How Do You Listen to Music?

Ransom Riggs

When was the last time you sat down in front of a stereo -- especially a real stereo, not just an iPod dock with the speakers six inches apart -- and did nothing but listen to music? When was the last time that a song was your sole focus -- the main event? I started thinking about this on a flight across the country yesterday, on one of the few airlines that don't put a video screen in the back of every headrest. It was just me, my five square feet of thrombosis-inducing personal space, and my iPod, and for the first time in a long time I just closed my eyes and gave all my concentration to music. Listening to songs I'd heard a hundred times before, I kept hearing subtleties, quiet lyrics and background sounds and unusual harmonies, that I had never noticed before.

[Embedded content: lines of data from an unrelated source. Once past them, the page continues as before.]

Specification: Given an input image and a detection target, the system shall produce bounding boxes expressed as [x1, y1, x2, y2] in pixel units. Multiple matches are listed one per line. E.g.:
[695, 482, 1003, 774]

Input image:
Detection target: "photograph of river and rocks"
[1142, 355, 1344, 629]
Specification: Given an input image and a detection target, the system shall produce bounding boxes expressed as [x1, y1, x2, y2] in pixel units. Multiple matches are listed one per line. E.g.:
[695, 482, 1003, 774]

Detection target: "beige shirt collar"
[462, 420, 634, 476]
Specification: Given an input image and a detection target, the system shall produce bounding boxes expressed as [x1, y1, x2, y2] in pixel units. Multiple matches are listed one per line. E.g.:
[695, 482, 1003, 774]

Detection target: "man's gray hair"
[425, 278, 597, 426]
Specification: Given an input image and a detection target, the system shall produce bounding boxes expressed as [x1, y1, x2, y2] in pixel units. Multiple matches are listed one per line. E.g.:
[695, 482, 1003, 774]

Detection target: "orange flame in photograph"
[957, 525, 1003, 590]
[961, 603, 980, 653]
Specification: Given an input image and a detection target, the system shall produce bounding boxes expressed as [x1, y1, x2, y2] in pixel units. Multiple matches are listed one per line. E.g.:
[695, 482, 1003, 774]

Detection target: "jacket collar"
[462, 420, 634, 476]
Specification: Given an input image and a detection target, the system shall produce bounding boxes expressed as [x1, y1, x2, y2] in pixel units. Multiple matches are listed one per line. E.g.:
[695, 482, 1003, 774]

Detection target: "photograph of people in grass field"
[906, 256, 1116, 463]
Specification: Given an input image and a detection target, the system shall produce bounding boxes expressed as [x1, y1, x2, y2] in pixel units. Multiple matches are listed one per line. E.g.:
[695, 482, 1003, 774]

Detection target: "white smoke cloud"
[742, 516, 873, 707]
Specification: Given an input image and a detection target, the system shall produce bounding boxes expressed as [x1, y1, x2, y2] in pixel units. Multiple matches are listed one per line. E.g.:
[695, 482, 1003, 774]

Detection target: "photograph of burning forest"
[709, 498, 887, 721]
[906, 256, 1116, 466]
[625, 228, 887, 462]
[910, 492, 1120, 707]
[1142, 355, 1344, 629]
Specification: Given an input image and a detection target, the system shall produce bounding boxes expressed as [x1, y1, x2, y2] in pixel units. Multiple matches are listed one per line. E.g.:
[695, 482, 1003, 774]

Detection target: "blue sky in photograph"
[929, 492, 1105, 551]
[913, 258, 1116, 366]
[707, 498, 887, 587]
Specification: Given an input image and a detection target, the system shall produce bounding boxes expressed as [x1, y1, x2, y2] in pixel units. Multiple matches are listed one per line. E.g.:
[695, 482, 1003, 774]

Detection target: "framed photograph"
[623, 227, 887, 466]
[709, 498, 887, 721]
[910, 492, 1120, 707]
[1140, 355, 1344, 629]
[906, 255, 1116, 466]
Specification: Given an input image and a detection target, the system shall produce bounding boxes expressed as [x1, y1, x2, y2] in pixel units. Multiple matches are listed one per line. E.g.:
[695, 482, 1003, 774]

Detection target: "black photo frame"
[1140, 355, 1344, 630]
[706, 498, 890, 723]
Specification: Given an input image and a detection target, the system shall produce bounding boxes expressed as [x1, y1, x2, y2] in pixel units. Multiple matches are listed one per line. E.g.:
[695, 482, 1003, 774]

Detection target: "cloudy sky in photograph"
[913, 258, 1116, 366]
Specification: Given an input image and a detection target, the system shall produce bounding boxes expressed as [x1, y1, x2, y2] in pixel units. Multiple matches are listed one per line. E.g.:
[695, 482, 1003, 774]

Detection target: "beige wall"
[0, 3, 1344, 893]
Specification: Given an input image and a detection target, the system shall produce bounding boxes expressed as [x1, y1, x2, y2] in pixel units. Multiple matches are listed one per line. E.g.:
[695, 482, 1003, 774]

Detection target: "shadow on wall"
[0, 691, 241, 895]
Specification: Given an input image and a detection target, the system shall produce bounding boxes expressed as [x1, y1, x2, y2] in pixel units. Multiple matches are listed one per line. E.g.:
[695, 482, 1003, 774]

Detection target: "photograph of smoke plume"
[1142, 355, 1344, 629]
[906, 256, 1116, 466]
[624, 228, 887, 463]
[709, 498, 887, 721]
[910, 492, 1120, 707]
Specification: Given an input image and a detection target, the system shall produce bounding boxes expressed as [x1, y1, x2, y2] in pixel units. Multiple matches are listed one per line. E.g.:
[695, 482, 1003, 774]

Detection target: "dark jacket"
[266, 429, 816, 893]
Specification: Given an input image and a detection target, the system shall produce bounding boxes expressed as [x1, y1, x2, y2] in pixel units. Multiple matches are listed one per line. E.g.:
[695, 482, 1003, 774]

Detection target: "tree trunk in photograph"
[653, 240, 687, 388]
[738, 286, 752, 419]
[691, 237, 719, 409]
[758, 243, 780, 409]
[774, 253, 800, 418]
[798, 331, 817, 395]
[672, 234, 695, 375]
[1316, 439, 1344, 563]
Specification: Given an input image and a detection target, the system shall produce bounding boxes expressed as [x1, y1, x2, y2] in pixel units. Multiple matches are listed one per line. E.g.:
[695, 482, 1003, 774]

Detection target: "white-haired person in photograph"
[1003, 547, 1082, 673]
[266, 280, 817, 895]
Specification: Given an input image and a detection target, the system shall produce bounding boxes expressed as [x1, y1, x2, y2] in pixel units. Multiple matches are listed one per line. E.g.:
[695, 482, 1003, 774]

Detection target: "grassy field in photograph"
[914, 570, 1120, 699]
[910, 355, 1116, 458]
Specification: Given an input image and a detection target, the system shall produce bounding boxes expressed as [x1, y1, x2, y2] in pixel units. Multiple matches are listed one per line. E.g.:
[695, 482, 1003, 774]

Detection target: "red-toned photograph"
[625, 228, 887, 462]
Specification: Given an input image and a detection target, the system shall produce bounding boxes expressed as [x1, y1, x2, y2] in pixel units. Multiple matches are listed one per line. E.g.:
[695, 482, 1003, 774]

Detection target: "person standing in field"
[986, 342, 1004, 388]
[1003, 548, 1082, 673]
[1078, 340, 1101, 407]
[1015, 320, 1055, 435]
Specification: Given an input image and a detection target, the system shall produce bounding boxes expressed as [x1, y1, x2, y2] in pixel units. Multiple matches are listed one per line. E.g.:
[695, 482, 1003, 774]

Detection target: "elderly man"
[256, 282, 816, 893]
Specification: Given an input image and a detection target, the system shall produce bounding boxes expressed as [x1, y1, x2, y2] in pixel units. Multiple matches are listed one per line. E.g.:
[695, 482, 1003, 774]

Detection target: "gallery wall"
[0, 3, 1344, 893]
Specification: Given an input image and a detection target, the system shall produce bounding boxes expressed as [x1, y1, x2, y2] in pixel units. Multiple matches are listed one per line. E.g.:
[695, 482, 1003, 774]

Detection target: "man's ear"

And I thought: this is fun. Why don't I do this anymore?

I think it's because the place of music in our lives has shifted. Purists might argue that music's been demoted -- these days, music always seems to play second fiddle to some other activity: exercising, driving, eating in a restaurant, hanging out at a party. Music's become an accompaniment, a background filler. A way to kill silence. The strongest evidence for this might be the devices we use consume it: no longer the fussy stereo systems of the past, once the centerpiece of any home entertainment system, sales of which have been in decline for years. Music is no longer allowed to be stationary, to fill a single room only. We want it inside our heads -- which is essentially where earbuds put it -- and we don't seem to mind much the loss of sound quality that comes with that, or with the generally inferior format most of us have adopted, the MP3, which turns the bassy parts into mud and the brassy clash of a cymbal into a sibilant mess.

I guess what I'm arguing is this: we still love music, just not the way we used to. What do you think?